Then, five years ago, an opportunity rose. The control over his voice, and over the powers in his blood, were finally strong enough. He managed to escape his quarters, and found his sister. 

One final time his eyes misted as he watched her beautiful, green, mad eyes grow still. 

He left under the cover of night, freeing both slaves and beast from the gladiatorpits, so he could escape amidst the confusion, the slaughter and bloodshed. Together with the prize gladiator of his master he made it to the underdark, and has been striking at the minions of his former master ever since.(the gladiator bit is optional, just a way to already introduce two characters)

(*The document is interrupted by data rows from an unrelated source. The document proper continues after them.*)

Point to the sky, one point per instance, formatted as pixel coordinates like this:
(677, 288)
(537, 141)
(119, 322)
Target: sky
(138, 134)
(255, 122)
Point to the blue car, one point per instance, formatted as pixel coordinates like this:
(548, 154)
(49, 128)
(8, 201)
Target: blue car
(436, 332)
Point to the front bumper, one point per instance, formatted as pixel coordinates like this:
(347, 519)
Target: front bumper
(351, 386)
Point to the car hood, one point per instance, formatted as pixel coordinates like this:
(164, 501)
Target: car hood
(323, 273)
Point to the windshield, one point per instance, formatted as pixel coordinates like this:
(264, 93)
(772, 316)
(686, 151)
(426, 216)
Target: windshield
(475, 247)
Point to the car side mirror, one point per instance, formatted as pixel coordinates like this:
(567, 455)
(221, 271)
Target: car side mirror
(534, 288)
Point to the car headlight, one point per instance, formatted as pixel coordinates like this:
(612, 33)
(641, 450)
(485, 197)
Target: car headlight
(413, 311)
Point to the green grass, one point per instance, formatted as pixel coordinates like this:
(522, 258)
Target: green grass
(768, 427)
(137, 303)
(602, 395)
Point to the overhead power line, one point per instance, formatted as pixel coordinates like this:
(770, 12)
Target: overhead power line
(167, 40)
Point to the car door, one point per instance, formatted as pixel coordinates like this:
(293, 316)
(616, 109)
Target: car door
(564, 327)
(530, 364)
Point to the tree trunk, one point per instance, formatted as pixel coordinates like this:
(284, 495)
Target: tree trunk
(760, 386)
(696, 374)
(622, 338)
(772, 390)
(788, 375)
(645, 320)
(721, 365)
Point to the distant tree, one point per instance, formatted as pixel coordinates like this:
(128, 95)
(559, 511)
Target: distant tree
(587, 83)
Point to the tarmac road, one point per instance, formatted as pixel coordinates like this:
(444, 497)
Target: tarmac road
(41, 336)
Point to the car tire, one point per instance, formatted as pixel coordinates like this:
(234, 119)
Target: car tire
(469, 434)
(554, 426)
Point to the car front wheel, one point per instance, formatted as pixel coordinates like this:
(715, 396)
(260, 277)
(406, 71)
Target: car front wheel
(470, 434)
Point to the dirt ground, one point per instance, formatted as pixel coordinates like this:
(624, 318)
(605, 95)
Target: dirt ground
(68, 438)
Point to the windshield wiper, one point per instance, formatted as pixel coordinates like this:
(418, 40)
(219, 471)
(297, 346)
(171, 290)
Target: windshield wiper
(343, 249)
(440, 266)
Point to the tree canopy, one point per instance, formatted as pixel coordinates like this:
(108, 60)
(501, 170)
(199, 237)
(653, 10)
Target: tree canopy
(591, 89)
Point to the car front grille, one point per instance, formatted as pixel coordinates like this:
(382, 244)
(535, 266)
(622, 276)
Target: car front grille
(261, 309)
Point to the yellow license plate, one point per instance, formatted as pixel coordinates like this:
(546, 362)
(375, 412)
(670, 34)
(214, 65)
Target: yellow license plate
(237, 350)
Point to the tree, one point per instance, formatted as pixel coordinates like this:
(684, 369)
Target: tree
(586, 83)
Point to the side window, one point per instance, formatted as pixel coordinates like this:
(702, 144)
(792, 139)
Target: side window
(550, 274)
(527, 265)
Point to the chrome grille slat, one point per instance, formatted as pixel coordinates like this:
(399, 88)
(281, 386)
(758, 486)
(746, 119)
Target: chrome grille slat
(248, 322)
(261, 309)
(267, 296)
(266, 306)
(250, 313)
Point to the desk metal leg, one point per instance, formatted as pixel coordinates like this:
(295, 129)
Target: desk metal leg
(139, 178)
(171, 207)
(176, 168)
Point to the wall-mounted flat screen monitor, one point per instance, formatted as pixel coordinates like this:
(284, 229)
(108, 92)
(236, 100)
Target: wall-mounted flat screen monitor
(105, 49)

His old name is long forgotten, as his master ordered him to reinstate the Elven tradition of being named by your own people. Therefore he is known as Iluvan'an Tesau, or Ishamael.


----------



## Paxus Asclepius (Jan 18, 2004)

DrZombie said:
			
		

> Iluvan'an Tesau, Jester of Death, Ishamael, Betrayer of Hope




That's some fancy talk, there, mister.  I hope you can live up to it.


----------



## Velenne (Jan 18, 2004)

Isida, is Vassal of Bahamut from _Book of Exalted Deeds_ ok?  Mossaka could take two levels of it. 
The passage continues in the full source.